Kristen: Have you seen improvements?

Nancy: Things are easier and simpler. For three of the four, most people don’t even know they are different. I’ve always enjoyed being unique, and God made sure that it was a hallmark. We always stand out in a crowd, our son makes sure of that. His vocalizations are so loud and piercing that people actually cover their ears in pain.

Still, we were able to go to Disneyland recently as a family. That was very exciting.

Kristen: Do you worry about the future?

Nancy: We have no idea if we will still be sleeping with our kid in our bed when he is waking up and needing a shave. Our marriage is strong, our family is supportive, we are flexible, and our desires for our children will only be what they desire for themselves.

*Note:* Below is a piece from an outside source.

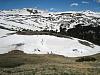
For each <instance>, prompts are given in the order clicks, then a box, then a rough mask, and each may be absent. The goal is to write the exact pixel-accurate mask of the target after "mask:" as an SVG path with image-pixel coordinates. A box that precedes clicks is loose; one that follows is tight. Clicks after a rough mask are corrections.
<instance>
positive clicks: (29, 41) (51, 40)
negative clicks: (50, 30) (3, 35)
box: [0, 34, 100, 57]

We pray that we can still care for our son’s needs when we are very old, then hopefully, his siblings will take over.

Kristen: Where is God in all this?

Nancy: We have been stripped of the things that tempt many because the choice has always been for our children’s needs. We have purity in our intentions, our goals, and our desires as a natural side-effect. The “littlest one”, the one who will never be a “productive” member of society, he is the Great Equalizer. He is the substrate that defines our family. Ultimately, his face is the Face of God for us.

Kristen: I think I see what you mean. He helps you to serve, just like Jesus came to serve, and not be served.

Nancy: Exactly. It’s amazing to watch what God can help our son to do despite his delays and weaknesses. Surely, God can show us mercy in our own weakness as we lean on him for every step of that walk.

We all have our “threshing floor” especially chosen for our purification. So, then, shall we not drink the cup which the Father has given us?